Les grèves massives du secteur public au Québec à la fin de l’année ont impliqué plus de 500 000 travailleuses et travailleurs dans diverses actions de grève sur plusieurs mois.
Plus tôt dans l’année, plus de 100 000 employé⋅es du gouvernement fédéral ont fait grève pendant deux semaines. Cela leur a permis d’obtenir une amélioration de leur contrat de travail.
Parmi les autres grèves importantes, citons celle des débardeurs de Colombie-Britannique. Ils et elles ont tenu bon face aux multiples tentatives du gouvernement de les forcer à cesser leurs actions et à accepter un contrat n’incluant pas la protection de leurs emplois.
Outre ces grandes batailles, d’importants combats ont été menés de manière acharnée par de plus petits groupes de travailleuses et de travailleurs. Les 3 700 employé⋅es de l’épicerie Metro du Grand Toronto, membres d’Unifor, ont voté à 100% en faveur d’une grève. Malgré l’intervention des tribunaux dans le piquetage, les travailleuses et les travailleurs ont tenu bon et ont obtenu un meilleur contrat.

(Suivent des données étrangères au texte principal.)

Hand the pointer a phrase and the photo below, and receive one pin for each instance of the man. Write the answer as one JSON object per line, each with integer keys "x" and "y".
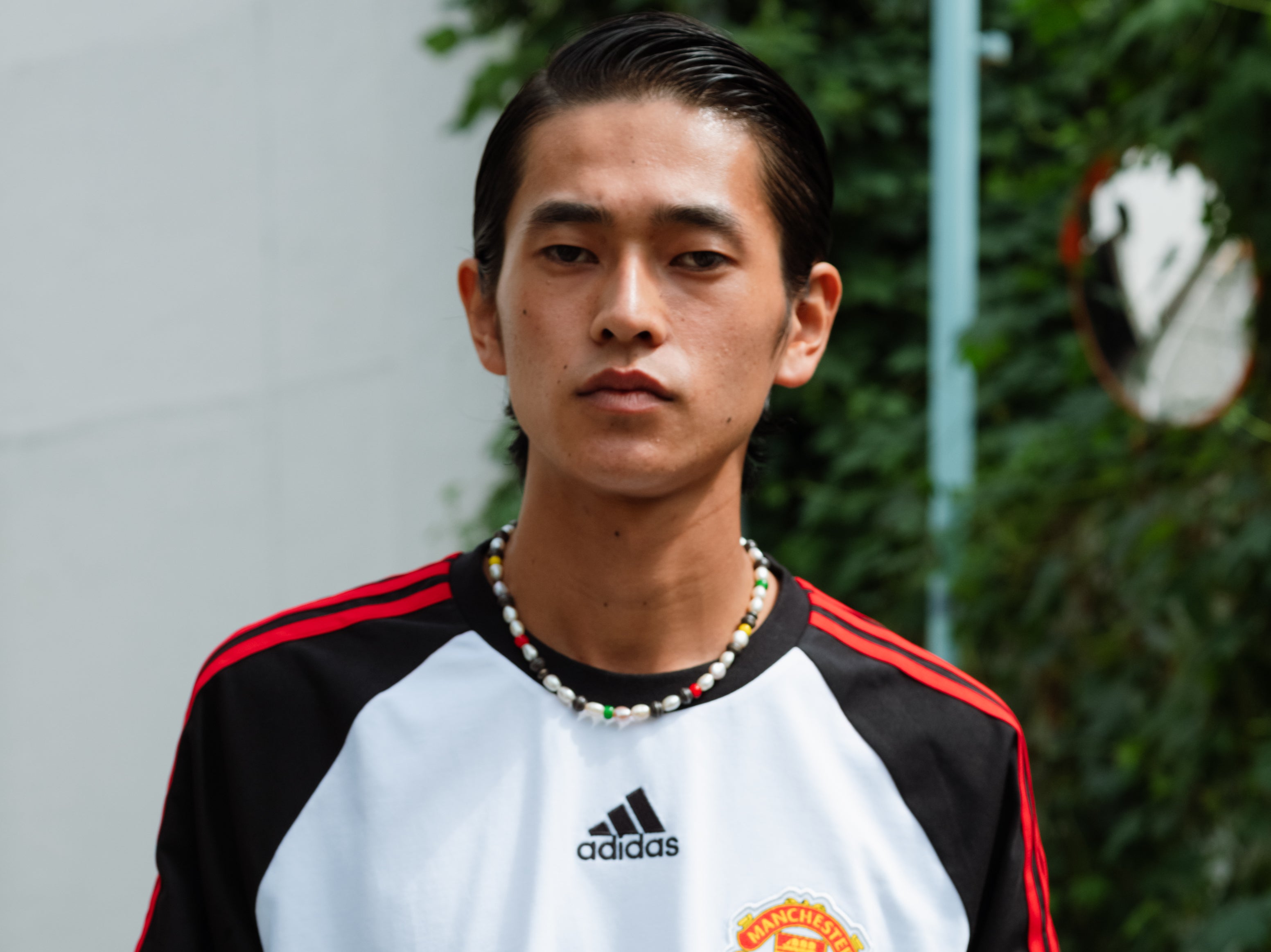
{"x": 438, "y": 760}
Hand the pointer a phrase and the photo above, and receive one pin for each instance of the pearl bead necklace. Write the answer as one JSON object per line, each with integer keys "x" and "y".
{"x": 622, "y": 715}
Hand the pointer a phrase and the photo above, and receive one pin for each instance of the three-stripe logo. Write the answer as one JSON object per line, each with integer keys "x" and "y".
{"x": 646, "y": 839}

Après 41 jours de grève, les 1 400 travailleuses et travailleurs de la National Steel Car de Hamilton ont obtenu une augmentation de salaire de 13% sur trois ans, dont 6% la première année, une prime à la signature de 1 000$ et une amélioration des prestations de santé et des dispositions en matière de sécurité. La sécurité était une préoccupation majeure, car trois travailleurs sont morts au travail ces dernières années. En juillet, la National Steel Car a été condamnée à une amende de 140 000 dollars pour n’avoir pas maintenu des conditions de travail sûres.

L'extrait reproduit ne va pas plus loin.